Use drafts for any change that touches data sources, outputs, or step logic on a flow that’s running automatically and processing critical data. Editing the live flow while it could be triggered mid-run can cause unexpected behavior.

Keeping your flows healthy

Automated flows fail sometimes — a credential expires, a source API changes, or a file arrives in an unexpected format. The goal is to make sure those failures get caught quickly, not three weeks later when someone notices the data is stale.

Failure notifications

By default, anyone with edit permissions on a flow receives an email when it fails or pauses. Users can configure their notification preferences per flow:
  • Email only on failure or pause (default)
  • Email on every run
  • Never email
This is a per-user setting managed in each flow’s settings panel. As an admin, make sure the right people have edit access on your team’s critical flows — otherwise they won’t receive failure alerts.

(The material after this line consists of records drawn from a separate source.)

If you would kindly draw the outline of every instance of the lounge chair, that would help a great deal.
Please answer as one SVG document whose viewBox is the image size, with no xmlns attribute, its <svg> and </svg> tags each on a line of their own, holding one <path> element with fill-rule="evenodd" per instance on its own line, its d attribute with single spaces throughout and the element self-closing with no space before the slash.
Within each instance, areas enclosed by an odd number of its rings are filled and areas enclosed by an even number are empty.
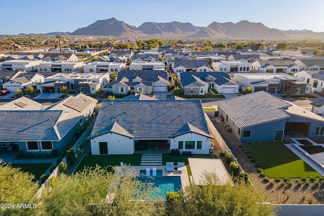
<svg viewBox="0 0 324 216">
<path fill-rule="evenodd" d="M 146 167 L 146 177 L 149 177 L 151 176 L 150 172 L 150 167 Z"/>
<path fill-rule="evenodd" d="M 156 177 L 156 167 L 152 168 L 152 176 L 153 177 Z"/>
<path fill-rule="evenodd" d="M 120 162 L 120 166 L 122 166 L 122 167 L 126 167 L 127 165 L 127 164 L 126 163 L 124 163 L 123 161 Z"/>
<path fill-rule="evenodd" d="M 170 162 L 170 171 L 174 171 L 174 162 Z"/>
</svg>

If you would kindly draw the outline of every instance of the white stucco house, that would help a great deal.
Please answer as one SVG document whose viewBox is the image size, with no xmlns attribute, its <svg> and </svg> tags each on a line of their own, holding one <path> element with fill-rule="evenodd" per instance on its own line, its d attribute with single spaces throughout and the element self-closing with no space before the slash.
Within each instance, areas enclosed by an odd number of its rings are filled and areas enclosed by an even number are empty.
<svg viewBox="0 0 324 216">
<path fill-rule="evenodd" d="M 212 138 L 199 100 L 104 100 L 89 137 L 93 155 L 208 154 Z"/>
</svg>

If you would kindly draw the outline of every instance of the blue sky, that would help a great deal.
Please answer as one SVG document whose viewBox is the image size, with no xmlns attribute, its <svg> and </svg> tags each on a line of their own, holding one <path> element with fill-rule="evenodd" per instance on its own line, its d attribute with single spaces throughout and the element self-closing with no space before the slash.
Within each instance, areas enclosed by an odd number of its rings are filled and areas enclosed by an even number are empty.
<svg viewBox="0 0 324 216">
<path fill-rule="evenodd" d="M 282 30 L 324 32 L 323 0 L 12 0 L 0 6 L 0 34 L 72 32 L 111 17 L 136 27 L 145 22 L 206 27 L 248 20 Z"/>
</svg>

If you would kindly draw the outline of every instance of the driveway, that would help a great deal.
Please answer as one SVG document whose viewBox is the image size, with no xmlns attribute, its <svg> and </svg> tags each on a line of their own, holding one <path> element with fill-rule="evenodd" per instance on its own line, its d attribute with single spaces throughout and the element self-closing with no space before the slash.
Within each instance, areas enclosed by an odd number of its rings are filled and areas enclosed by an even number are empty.
<svg viewBox="0 0 324 216">
<path fill-rule="evenodd" d="M 35 99 L 57 99 L 63 95 L 62 93 L 42 93 L 35 97 Z"/>
</svg>

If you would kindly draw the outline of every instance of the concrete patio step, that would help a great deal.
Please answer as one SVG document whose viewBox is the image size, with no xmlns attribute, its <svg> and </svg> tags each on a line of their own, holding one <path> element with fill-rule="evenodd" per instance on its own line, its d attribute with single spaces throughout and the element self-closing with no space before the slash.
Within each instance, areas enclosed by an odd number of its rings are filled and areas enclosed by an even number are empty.
<svg viewBox="0 0 324 216">
<path fill-rule="evenodd" d="M 160 163 L 141 163 L 141 166 L 153 166 L 153 165 L 162 165 L 162 162 Z"/>
</svg>

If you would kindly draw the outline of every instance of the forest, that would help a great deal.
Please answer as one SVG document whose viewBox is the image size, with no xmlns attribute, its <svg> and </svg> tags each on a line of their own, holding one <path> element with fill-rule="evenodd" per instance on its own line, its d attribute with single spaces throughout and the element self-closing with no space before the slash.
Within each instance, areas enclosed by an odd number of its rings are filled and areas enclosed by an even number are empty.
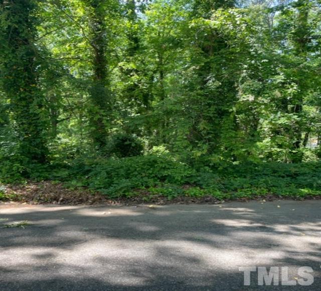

Auto-pause after consecutive failures

By default, scheduled flows automatically pause after 10 consecutive failures. This prevents a broken flow from silently running (and consuming credits) in a failed state indefinitely. If a scheduled flow has paused, check the flow’s Schedules/Triggers panel to see its status and resume it once the underlying issue is fixed. You can configure this behavior in flow settings — but in most cases, leaving auto-pause enabled is the right call.
If you get a failure notification and aren’t sure where the flow broke, open the flow’s Run History panel. It shows successful and failed runs, which step failed, and what the error was.

Building challenge

Take a few minutes to audit the health of your team’s most important flows.
  • Which flows are running on a schedule or triggered automatically?
  • Do the right people have edit access on those flows so they’ll receive failure notifications?
  • Are there any flows that have paused due to consecutive failures?